Gilad Schalits Freilassung löst nicht nur Freudentränen aus

Von Oliver Eberhardt, Jerusalem *

Durch seine Entführung in den Gaza-Streifen wurde der Wehrpflichtige Gilad Schalit zu einem Symbol für die Solidarität der Israelis mit ihren Soldaten - und für den Zusammenhalt Palästinas mit seinen Gefangenen. Nun reißt seine Freilassung Gräben auf beiden Seiten auf.

Am Sonntagmorgen kurz nach 10 Uhr steht Schalom Nachum mit starrer Miene hinter einer Absperrung vor dem Büro des Premierministers. Schon vor sehr langer Zeit haben Familie und Freunde Gilad Schalits hier ein Protestzelt aufgebaut. Nun fallen sich dort, abgeschirmt von Polizisten und Soldaten, im Blitzlichtgewitter von Dutzenden Fotografen Noam Schalit und Jehuda Wachsman in die Arme, die Gesichter erleichtert.

»Ich kann Herrn Schalit verstehen«, sagt Nachum, »Was für ein Vater müsste man sein, wenn man nicht alles dafür täte, um das eigene Kind nach Hause zu holen?
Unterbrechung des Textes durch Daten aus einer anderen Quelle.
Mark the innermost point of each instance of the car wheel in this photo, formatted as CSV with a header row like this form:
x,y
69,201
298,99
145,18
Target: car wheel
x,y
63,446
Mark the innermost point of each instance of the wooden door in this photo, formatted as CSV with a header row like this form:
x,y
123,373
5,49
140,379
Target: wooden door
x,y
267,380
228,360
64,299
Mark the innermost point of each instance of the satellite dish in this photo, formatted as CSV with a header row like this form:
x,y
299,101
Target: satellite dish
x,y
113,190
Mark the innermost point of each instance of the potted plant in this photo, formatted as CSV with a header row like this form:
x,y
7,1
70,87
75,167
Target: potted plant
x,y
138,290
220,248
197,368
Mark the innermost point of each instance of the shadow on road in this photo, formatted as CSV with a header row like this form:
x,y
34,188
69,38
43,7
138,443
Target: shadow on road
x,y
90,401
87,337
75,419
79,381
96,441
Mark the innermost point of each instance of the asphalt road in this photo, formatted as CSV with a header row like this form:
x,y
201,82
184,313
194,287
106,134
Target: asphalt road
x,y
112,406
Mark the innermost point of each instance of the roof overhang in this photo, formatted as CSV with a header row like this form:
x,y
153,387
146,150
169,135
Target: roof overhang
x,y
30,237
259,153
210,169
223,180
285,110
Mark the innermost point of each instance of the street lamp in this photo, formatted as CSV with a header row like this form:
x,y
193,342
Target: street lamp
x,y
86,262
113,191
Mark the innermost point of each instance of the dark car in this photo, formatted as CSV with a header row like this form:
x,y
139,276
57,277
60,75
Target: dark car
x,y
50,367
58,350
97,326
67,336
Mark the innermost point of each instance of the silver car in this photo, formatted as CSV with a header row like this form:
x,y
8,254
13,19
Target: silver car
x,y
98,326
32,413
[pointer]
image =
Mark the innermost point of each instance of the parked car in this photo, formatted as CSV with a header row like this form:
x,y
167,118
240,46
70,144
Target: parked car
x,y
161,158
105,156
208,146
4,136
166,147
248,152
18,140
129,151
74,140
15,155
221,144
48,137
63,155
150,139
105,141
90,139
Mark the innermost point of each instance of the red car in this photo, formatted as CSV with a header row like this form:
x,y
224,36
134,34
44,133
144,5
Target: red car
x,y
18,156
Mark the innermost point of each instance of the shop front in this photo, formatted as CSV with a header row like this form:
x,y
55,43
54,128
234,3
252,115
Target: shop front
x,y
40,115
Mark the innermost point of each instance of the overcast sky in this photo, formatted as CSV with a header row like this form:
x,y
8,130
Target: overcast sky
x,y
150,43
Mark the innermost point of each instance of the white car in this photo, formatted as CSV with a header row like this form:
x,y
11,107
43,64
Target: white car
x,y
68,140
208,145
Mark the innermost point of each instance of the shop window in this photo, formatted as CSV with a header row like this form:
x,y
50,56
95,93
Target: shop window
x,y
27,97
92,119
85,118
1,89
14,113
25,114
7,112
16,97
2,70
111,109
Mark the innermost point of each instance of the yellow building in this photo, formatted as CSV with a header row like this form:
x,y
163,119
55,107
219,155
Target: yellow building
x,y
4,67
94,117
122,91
Aber trotzdem bin ich für mich selbst erschüttert und schockiert.«

Drei Männer, drei Schicksale

Nachum, Wachsman, Schalit sind drei Männer, die auf den ersten Blick nichts vereint: Sie sind jüdische Israelis unterschiedlichen Alters, verschiedener Herkunft, sind säkular, religiös und irgendetwas zwischendrin.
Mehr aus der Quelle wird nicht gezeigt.